8/4/18

PROHIBIDO CORTAR LOS TALLOS TIERNOS


Tomada de la red




Penden del cielo los arcos de palisandro, caoba y ébano policromados con dibujos de niños y jóvenes plenos de vitalidad y alegría. En las grandes extensiones de los parques, la hierba exuberante acaricia los tobillos de los infantes que corren  y saltan de gozo invencible. Grupos de adolescentes gritan, insolentes, su condición de inmortales debajo de un árbol que mueve sus ramas para protegerlos de elementos que puedan lastimarlos. En los bancos, las madres charlan animadamente y comen sopitas de besos ensartadas en pajas de colores. Los abuelos juegan a tumbar dragoncillos con pelotas blanditas. Cuando cae alguno en sus manos, sienten el calor de su aliento en la piel durante un rato. Le agradecen haberse dejado cazar y luego lo sueltan. Los centros educativos se abren a la naturaleza en grandes ventanales donde se puede calcular con un dedo cuánto tardarían dos transportes con diferentes velocidades en cruzarse, antes de llegar al planeta Malena, saliendo a la misma hora, uno de Salem City y otro de Aurora Boreal. En las canchas de baloncesto, los padres juegan un partido con los hombres-cerillas mientras esperan la salida de sus hijos.

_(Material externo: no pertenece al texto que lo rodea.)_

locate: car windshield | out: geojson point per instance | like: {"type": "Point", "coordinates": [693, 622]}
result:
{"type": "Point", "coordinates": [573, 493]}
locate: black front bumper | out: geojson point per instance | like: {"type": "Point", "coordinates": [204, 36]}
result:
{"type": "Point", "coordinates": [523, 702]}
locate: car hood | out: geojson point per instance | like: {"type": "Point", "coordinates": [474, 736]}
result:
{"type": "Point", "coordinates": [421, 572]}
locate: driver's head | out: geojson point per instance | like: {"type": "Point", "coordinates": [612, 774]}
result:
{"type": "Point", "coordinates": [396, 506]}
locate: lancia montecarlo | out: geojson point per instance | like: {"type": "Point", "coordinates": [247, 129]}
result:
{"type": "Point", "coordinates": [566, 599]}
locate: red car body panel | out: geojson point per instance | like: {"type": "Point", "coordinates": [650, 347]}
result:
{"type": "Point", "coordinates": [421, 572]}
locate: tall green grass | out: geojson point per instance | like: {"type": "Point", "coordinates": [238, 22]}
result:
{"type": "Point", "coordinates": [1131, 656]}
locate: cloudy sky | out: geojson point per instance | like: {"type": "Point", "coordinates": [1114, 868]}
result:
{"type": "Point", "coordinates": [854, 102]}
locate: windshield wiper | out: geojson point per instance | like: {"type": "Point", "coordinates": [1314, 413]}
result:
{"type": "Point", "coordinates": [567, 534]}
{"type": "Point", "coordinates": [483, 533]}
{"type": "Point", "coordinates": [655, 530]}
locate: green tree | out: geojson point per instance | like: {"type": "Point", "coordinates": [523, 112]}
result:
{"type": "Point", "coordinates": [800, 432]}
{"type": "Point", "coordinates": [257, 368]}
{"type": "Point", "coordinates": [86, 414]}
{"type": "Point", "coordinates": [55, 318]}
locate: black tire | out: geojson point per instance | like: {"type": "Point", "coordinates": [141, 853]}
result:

            En la amplitud de su vivienda, Saramay conecta el reproductor y el salón se llena de imágenes en tres dimensiones. Panlo, su pequeño Panlo, juega debajo del puente de líquidos multicolores y ranas trinadoras. Lanza guijarros de menta y chocolate y se emboba con las ondas concéntricas que los van engullendo. Absorto en el juego no presta atención a la retirada de los batracios ni al tronar de la montaña de las neveras. En unos segundos, el agua helada lo golpea y arrastra río abajo, río abajo, hasta dejarlo sobre el Lecho de Arena de los Niños Muertos. Imagen desoladora que hace brotar cristales de dolor en los ojos de Saramay. Y sin embargo son apenas unos minutos. Enseguida llegan ellas, amorosas mariposillas que se unen en una colcha mullida, como nube de algodón dulce, que levanta y traslada por el aire a Panlo hasta el Centro de Reanimación. Su madre lo espera en la puerta, alborozada, cuando el hijo regresa a la vida.

            Acabada la recreación, Saramay entra en el habitáculo donde su hijo duerme, se acuclilla, coge su mano y la mira. Los dedos con sus hoyuelos, la piel suave y sin mácula, la palma dispuesta a dar y recibir aún tanto y tan variado. Hicieron bien cuando eligieron LA LEY: Ningún adulto puede sobrevivir a niños y jóvenes. Ningún padre, ni madre,  ni abuelo o abuela a sus hijos y nietos. Va contra su naturaleza. Así quedó para siempre grabado en la gran piedra.